A future release may introduce a managed registry (Lance-backed,
catalog-style: reserve → init → publish with recovery sidecars) and
re-expose runtime mutation on top of it.
## Streaming
Only `/export` streams (`application/x-ndjson`, MPSC channel + `Body::from_stream`). Everything else is buffered JSON.
## Error model
Uniform `ErrorOutput { error, code?, merge_conflicts[], manifest_conflict? }` with `code ∈ unauthorized | forbidden | bad_request | not_found | conflict | too_many_requests | internal`. Merge conflicts attach structured `MergeConflictOutput { table_key, row_id?, kind, message }`.
`manifest_conflict` is set on **publisher CAS rejections** (HTTP 409): the
caller's pre-write view of one table's manifest version was stale.
`ManifestConflictOutput { table_key, expected, actual }` tells the client
which table to refresh and retry. This is the conflict shape produced by
concurrent `/change` or `/ingest` calls landing the same `(table, branch)`
race.
HTTP status codes used: 200, 400, 401, 403, 404, 409, 429, 500.
## Per-actor admission control
Disjoint
`(table, branch)` writes from different actors now run concurrently,
guarded only by the engine's per-(table, branch) write queue. To keep
one heavy actor from exhausting shared capacity (Lance I/O, manifest
churn, network), the server gates mutating handlers through a
`WorkloadController` configured per-process from environment variables:
| Env var | Default | Purpose |
|---|---|---|
| `OMNIGRAPH_PER_ACTOR_INFLIGHT_MAX` | 16 | Concurrent in-flight mutations per actor |
| `OMNIGRAPH_PER_ACTOR_BYTES_MAX` | 4 GiB | In-flight estimated bytes per actor |
When an actor exceeds its in-flight count or byte budget, the server
returns **HTTP 429 Too Many Requests** with `code: too_many_requests`
and a `Retry-After` header (seconds).
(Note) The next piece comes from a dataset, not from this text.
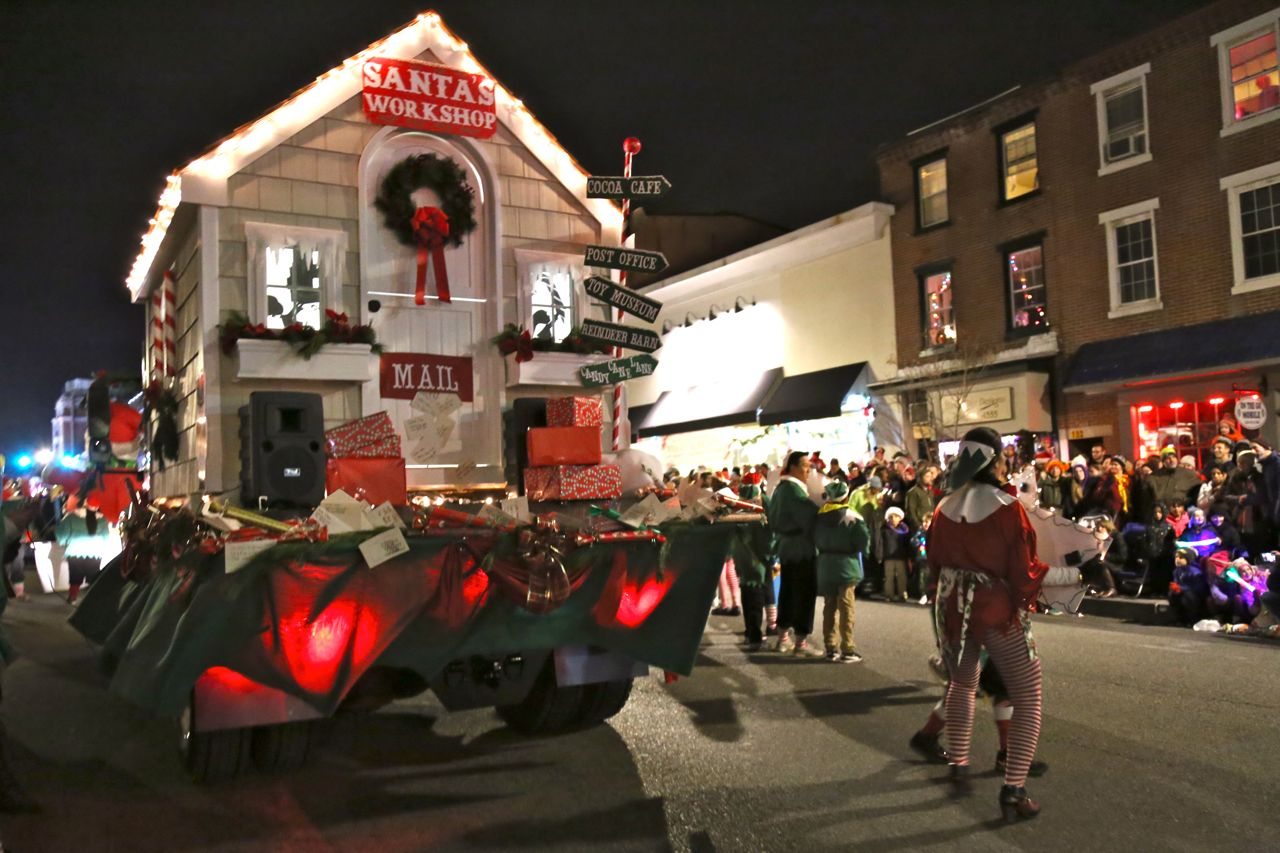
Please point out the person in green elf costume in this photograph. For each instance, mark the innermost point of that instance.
(841, 537)
(791, 515)
(753, 555)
The actor should back off; other
actors are unaffected.
Cedar policy authorization runs **before** admission accounting so
denied requests don't consume admission slots.
Today admission gates every mutating handler: `/change`, `/ingest`,
`/branches/{create,delete,merge}`, and `/schema/apply`. Read-only
endpoints (`/snapshot`, `/read`, `/export`, `/branches` GET, `/commits`,
`/schema` GET) are not admission-gated.
## Body limits
- Default: 1 MB
- `/ingest`: 32 MB
## Auth model (`bearer + SHA-256`)
- Tokens are SHA-256 hashed on startup; plaintext is never persisted in memory.
- Constant-time comparison via `subtle::ConstantTimeEq`.
- Three sources, in precedence:
1. `OMNIGRAPH_SERVER_BEARER_TOKENS_AWS_SECRET` — AWS Secrets Manager (build with `--features aws`)
2. `OMNIGRAPH_SERVER_BEARER_TOKENS_FILE` or `OMNIGRAPH_SERVER_BEARER_TOKENS_JSON` — JSON `{actor_id: token, …}`
3. `OMNIGRAPH_SERVER_BEARER_TOKEN` — single legacy token, actor `default`
- If no tokens configured, server runs unauthenticated (local dev) and `/openapi.json` strips the security scheme.
See [deployment.md](deployment.md) for token-source operational details.
## Tracing & observability
- `tower_http::TraceLayer::new_for_http()`
- Policy decisions logged at INFO level with actor, action, branch, decision, matched rule
- Startup logs: token source name, graph URI, bind address
- Graceful SIGINT shutdown
## Not implemented (by design or "TBD")
- CORS — not configured; add `tower_http::cors` if needed.
- Rate limiting — per-actor admission control gates `/change`, `/ingest`,
`/branches/{create,delete,merge}`, `/schema/apply` (see "Per-actor
admission control" above). No global rate limiter is configured;
add `tower_http::limit` if a graph-wide cap is needed.
- Pagination — none (commits/branches return everything; export streams).
- Multi-tenant routing — one graph per process.